Born in 1933 or 1937 – accounts vary, but the liner notes to this double CD collection quote the former date – Kouyaté was the scion of a well-known family of musicians and storytellers that trace their heritage back to Balla Fasséké Kouyaté, the first great jeli (artist) of the Manding kingdom.
Yet this music reverberates with a modernity that effortlessly spans the decades. On one of the CDs we have 14 tracks that Kouyaté recorded with the Ensemble National ‘Djoliba’ and Keletigui et ses Tambourinis, and on the other nine tracks with the Trio de Musique Traditionelle Africaine.
It is music that dates from a time when, under the patronage of Guinea’s first independent head of state, Ahmed Sékou Touré, national ensembles were created to cement national identity and pride.
Undeniably, Touré was later to become a brutal, repressive autocrat, but during the early heady days of independence he followed policies that can only be described as inspired. He had infuriated the old colonial power, France, by refusing to join the CFA monetary zone at independence.
France, for its part, reacted with a petty (and not so petty) vindictiveness towards Touré’s administration, purposely doing its utmost to sabotage the fledgling economy of this small West African nation that had little in the way of an economy in the first place.
In the face of this hostility, Touré would not concede one centimetre. Instead he determined that he needed to unify the country under his leadership and one of his policies was to promote the establishment of regional and national musical ensembles, big bands whose members were, to all intents and purposes, salaried civil servants.
Timeless traditional melodies
Even the instruments they played were supplied by the state, and their repertoires were drawn from timeless, traditional Manding melodies, but reinterpreted for modern instrumentation such as amplified guitars and brass instruments. Perhaps the most famous of these ensembles was Les Ballets Africains founded by the Guinean intellectual Keita Fodéba, which went on to earn great international acclaim.
Even before independence, Kouyaté was forming and playing with traditional ensembles. His friends recommended him to Fodéba and he joined the ensemble for a time before embarking on an ambitious, triumphant international tour in 1956 that took him to France and most of Europe (West and East) as well as the USSR, US and China.
When he finally returned to Africa he again toured, covering much of West Africa. Then independence came, and in a move that might be considered ‘national service’, he immediately rejoined Les Ballets Africains, which served the new nation as musical ambassadors, touring the US and Europe to huge acclaim.

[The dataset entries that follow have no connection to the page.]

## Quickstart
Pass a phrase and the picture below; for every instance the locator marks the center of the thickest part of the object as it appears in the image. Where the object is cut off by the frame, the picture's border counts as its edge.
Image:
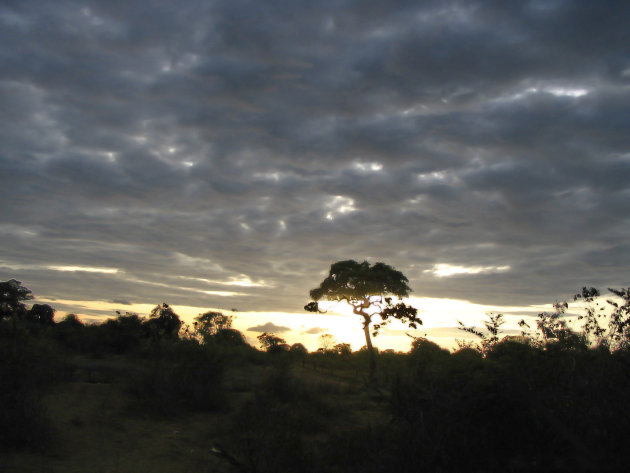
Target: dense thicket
(551, 400)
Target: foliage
(210, 323)
(229, 336)
(12, 294)
(272, 343)
(367, 289)
(41, 314)
(183, 377)
(163, 322)
(616, 334)
(326, 341)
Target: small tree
(210, 324)
(163, 322)
(326, 341)
(12, 293)
(367, 289)
(493, 326)
(41, 314)
(271, 342)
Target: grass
(99, 424)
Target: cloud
(269, 327)
(121, 301)
(191, 144)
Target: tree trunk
(368, 340)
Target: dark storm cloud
(224, 154)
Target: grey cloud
(315, 331)
(211, 139)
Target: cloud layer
(225, 153)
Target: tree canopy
(368, 289)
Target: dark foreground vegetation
(135, 394)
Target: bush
(183, 377)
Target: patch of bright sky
(339, 205)
(242, 280)
(557, 91)
(62, 268)
(368, 167)
(443, 270)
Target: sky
(223, 154)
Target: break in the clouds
(225, 153)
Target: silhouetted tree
(326, 341)
(272, 343)
(163, 322)
(342, 349)
(493, 326)
(367, 289)
(41, 314)
(229, 336)
(12, 293)
(209, 324)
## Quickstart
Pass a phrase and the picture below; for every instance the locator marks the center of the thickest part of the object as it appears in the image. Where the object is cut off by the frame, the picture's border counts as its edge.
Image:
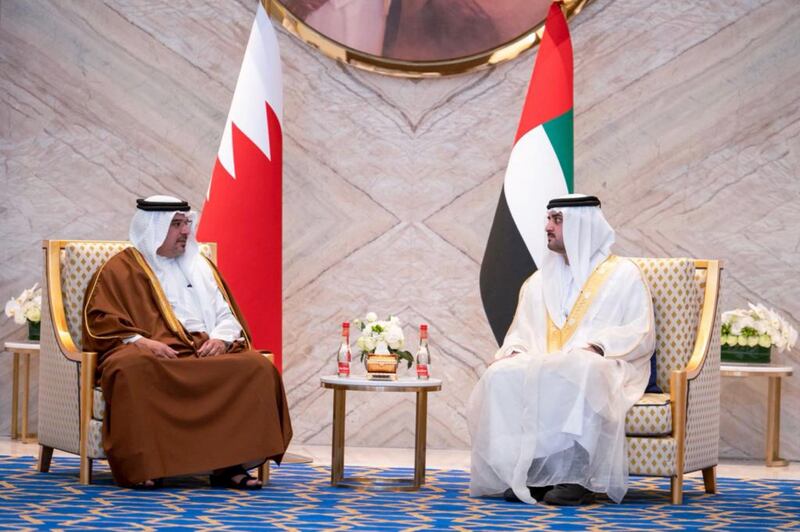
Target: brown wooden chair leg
(263, 473)
(710, 479)
(45, 455)
(86, 470)
(676, 489)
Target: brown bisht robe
(168, 417)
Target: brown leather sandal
(225, 479)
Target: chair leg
(710, 479)
(676, 489)
(263, 473)
(86, 470)
(45, 455)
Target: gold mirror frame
(412, 69)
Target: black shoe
(537, 492)
(569, 495)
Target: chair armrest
(55, 302)
(708, 315)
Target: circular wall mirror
(417, 38)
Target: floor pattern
(299, 497)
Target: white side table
(774, 374)
(340, 386)
(24, 350)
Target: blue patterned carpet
(299, 497)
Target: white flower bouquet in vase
(381, 345)
(748, 335)
(27, 307)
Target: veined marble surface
(687, 124)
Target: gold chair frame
(680, 380)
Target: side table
(774, 374)
(24, 350)
(340, 386)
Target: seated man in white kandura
(550, 410)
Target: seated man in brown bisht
(185, 391)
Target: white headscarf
(148, 231)
(587, 239)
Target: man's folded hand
(211, 347)
(159, 349)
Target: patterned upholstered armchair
(677, 432)
(71, 407)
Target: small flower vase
(382, 365)
(34, 328)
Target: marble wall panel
(687, 119)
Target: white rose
(33, 314)
(369, 343)
(394, 337)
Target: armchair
(677, 432)
(71, 405)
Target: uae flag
(539, 169)
(242, 211)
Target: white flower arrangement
(384, 335)
(26, 307)
(757, 326)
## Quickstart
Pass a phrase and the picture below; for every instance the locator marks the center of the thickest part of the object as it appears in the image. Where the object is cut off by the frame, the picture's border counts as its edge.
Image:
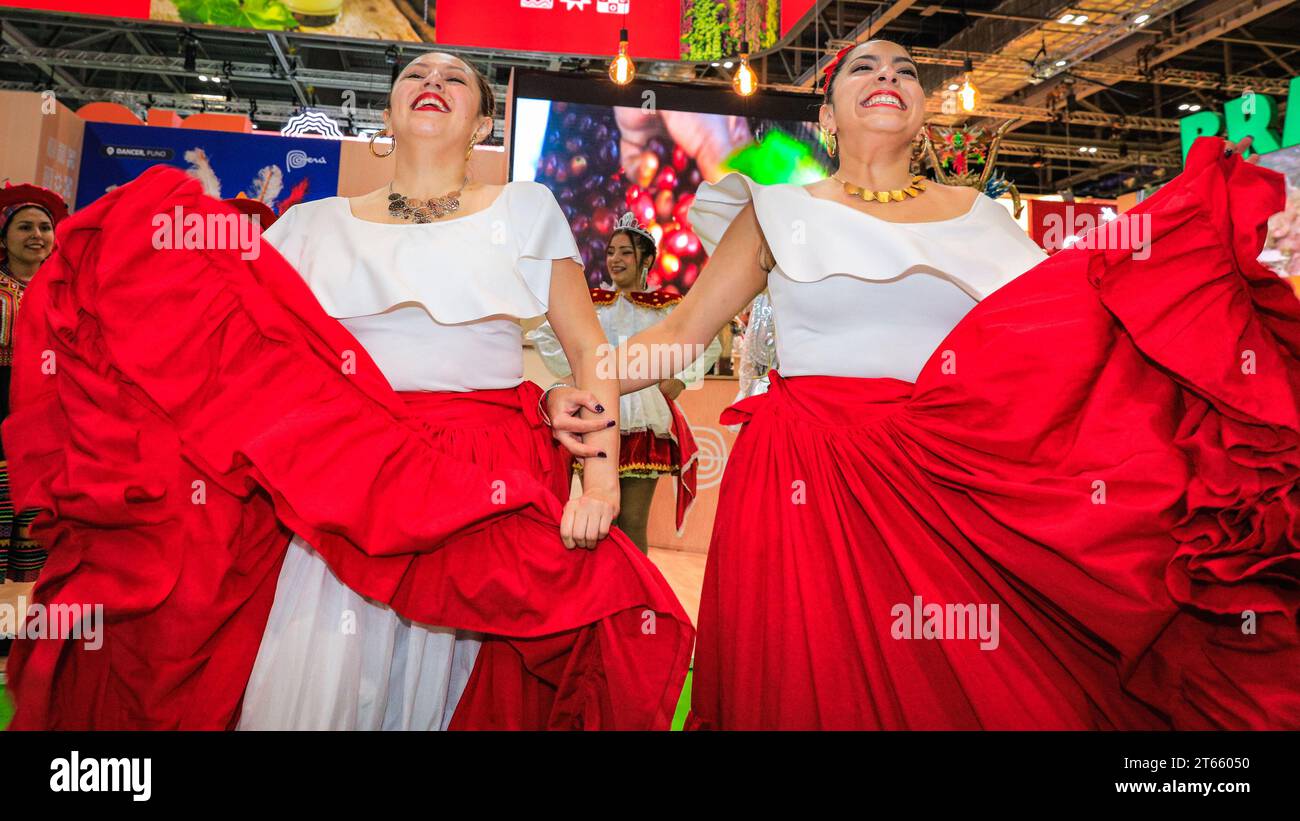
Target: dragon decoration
(966, 156)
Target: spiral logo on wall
(310, 124)
(711, 456)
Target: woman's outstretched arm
(586, 520)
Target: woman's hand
(563, 405)
(588, 518)
(671, 389)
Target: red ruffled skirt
(173, 460)
(1083, 515)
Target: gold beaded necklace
(897, 195)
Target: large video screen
(605, 151)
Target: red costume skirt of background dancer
(644, 454)
(1084, 513)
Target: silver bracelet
(541, 402)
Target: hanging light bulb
(622, 69)
(967, 94)
(745, 82)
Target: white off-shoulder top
(858, 296)
(436, 305)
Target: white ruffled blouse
(436, 305)
(845, 296)
(620, 320)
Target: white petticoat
(333, 660)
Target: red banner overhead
(563, 26)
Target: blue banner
(278, 170)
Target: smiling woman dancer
(984, 498)
(427, 583)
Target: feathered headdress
(828, 72)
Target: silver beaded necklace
(425, 211)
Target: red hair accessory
(835, 64)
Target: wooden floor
(685, 574)
(684, 570)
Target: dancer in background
(27, 218)
(988, 491)
(655, 437)
(278, 537)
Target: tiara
(628, 222)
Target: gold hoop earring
(375, 137)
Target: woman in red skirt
(989, 491)
(307, 485)
(655, 437)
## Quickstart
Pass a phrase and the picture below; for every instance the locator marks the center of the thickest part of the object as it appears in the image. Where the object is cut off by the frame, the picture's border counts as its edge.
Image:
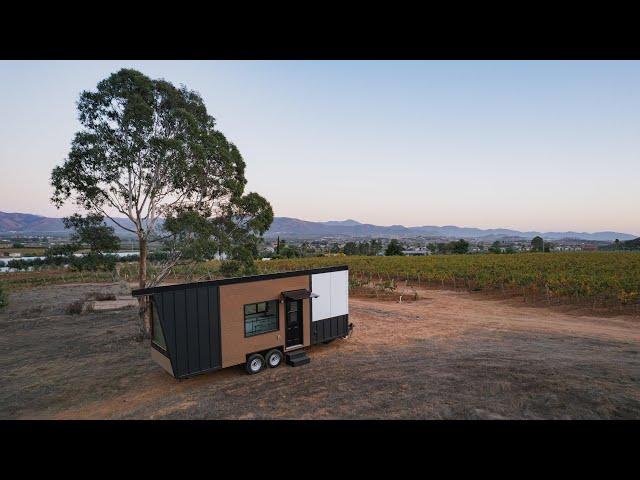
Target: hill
(25, 223)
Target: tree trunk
(143, 302)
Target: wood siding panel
(235, 346)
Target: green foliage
(362, 248)
(461, 246)
(609, 278)
(92, 231)
(394, 248)
(3, 298)
(537, 244)
(495, 247)
(65, 250)
(149, 150)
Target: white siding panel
(339, 293)
(321, 306)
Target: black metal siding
(329, 328)
(191, 324)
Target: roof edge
(142, 292)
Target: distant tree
(495, 247)
(537, 244)
(393, 248)
(461, 246)
(3, 298)
(149, 151)
(350, 248)
(92, 231)
(375, 247)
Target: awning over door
(298, 294)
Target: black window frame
(244, 317)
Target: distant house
(419, 251)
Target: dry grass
(445, 355)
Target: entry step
(297, 358)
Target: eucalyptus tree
(149, 152)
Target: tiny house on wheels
(256, 320)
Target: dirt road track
(448, 355)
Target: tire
(255, 364)
(274, 358)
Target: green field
(607, 278)
(599, 279)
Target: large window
(260, 318)
(156, 329)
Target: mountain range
(25, 223)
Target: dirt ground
(448, 355)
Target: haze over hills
(25, 223)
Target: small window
(260, 318)
(157, 335)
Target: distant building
(418, 251)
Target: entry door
(294, 323)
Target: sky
(547, 146)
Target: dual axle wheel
(256, 362)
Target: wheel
(274, 358)
(255, 363)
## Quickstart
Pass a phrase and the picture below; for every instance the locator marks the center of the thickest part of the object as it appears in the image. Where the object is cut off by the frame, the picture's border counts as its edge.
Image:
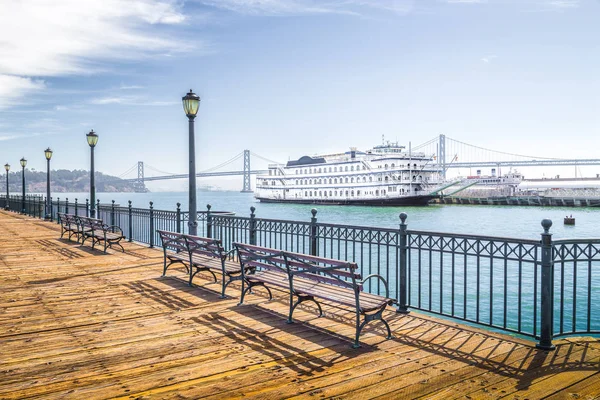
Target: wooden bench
(98, 231)
(310, 278)
(200, 254)
(69, 224)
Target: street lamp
(23, 162)
(191, 102)
(92, 138)
(48, 154)
(7, 168)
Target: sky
(287, 78)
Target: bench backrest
(204, 246)
(67, 219)
(172, 241)
(92, 223)
(261, 258)
(325, 270)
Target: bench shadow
(525, 367)
(282, 352)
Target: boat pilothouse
(384, 175)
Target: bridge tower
(442, 155)
(247, 188)
(139, 185)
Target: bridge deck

But these recordings date from a later period, probably the early 1970s (the liner notes do not provide recording dates), a time when Kouyaté was touring Africa extensively, from Côte d’Ivoire to Tanzania, until in 1961 Sekou Touré placed the Ensemble Instrumental et Choral de la Voix de la Révolution under Kouyaté’s leadership. It represented Guinea at various world festivals, and one performance was even credited with reconciling Mali’s and Upper Volta’s (Burkina Faso) two presidents who were at loggerheads with each other.
Tragically, it was after a performance by Ensemble Instrumental et Choral de la Voix de la Révolution and returning by road to Conakry that Kouyaté died, probably of a heart attack. This CD is a testament to this extraordinary musician.